Ma se Schengen è stato un traguardo che ha segnato una svolta epocale, la realizzazione di un’unica frontiera esterna capace di garantire la sicurezza dei cittadini non è ancora completata. C’è bisogno di un unico corpo di polizia di frontiera comune, che sia coordinato a livello sovranazionale, che sia unico per tutti gli Stati membri, perché unica è la frontiera di questo grande progetto di integrazione. Serve un Alto rappresentante per la politica estera e di sicurezza comune che sia in grado di organizzare e indirizzare in modo autonomo dai particolarismi la diplomazia.
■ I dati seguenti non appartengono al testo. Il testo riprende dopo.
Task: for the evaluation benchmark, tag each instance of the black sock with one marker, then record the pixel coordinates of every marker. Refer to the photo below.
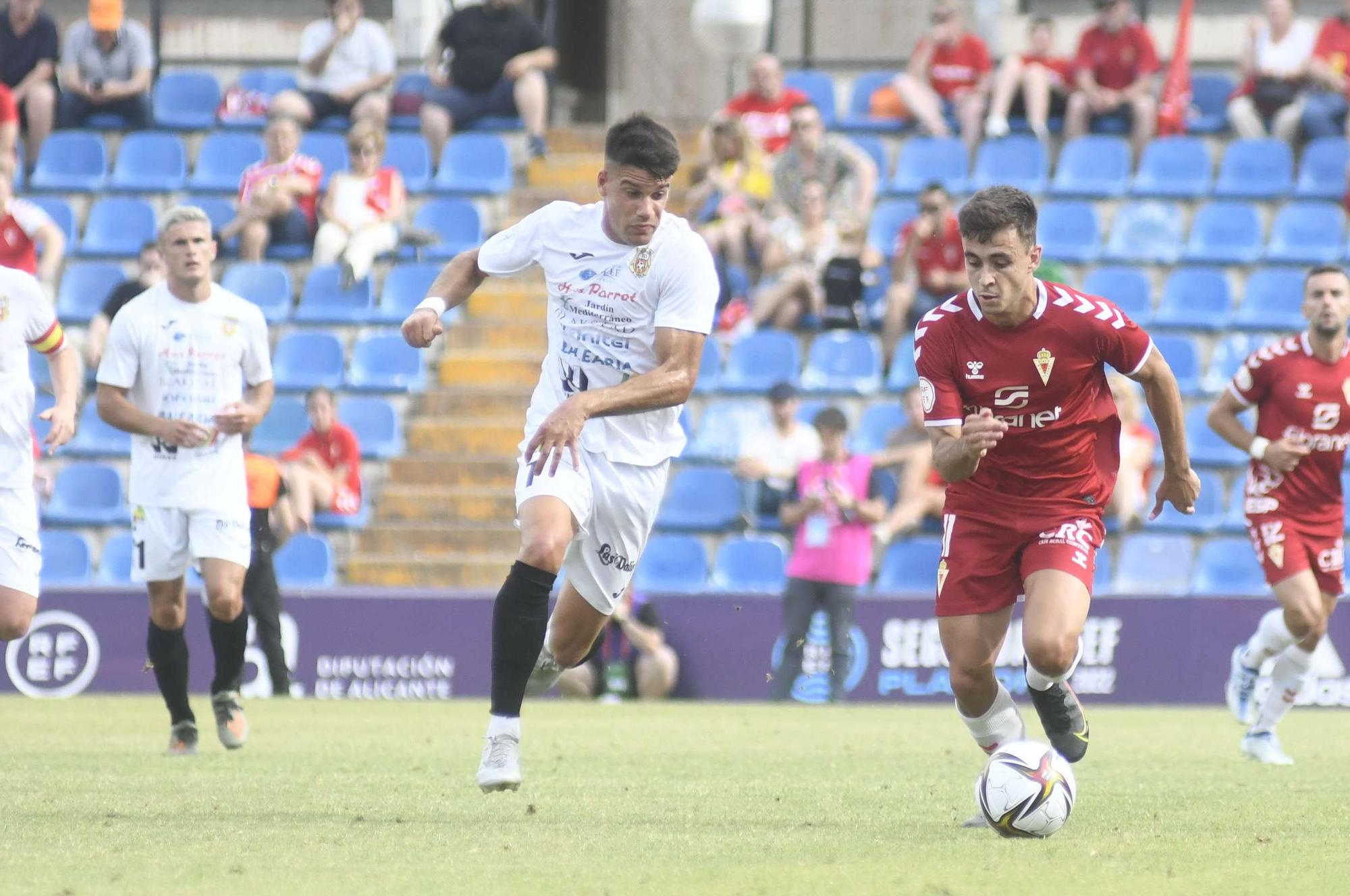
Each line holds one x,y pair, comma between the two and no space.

È deleteria, invece, qualsiasi forma di individualismo, qualsiasi intenzione di attuare politiche di beggar-thy-neighbour di altri tempi per disfarsi della questione dell’immigrazione che preme ai bordi dell’Europa. Il problema è comune, e comuni devono essere gli impegni e le risorse. Sul tema dell’immigrazione come su qualsiasi altro. Non c’è modo di sconfiggere una così consistente minaccia senza coordinamento e senza un’azione coordinata e armonizzata. Anzi, il rischio che il prevalere dei nazionalismi  possa tradursi in una maggior vulnerabilità sarà solamente accentuato. Il progetto europeo, oggi più che mai, deve essere portato avanti, verso una «even closer union».

La generazione Erasmus, la generazione Easyjet, la generazione dei giovani che hanno sempre viaggiato, conosciuto e scoperto l’Europa in libertà deve difendere Schengen: sentirsi a casa in ogni angolo d’Europa, come dicono i Giovani federalisti, è il solo nostro futuro.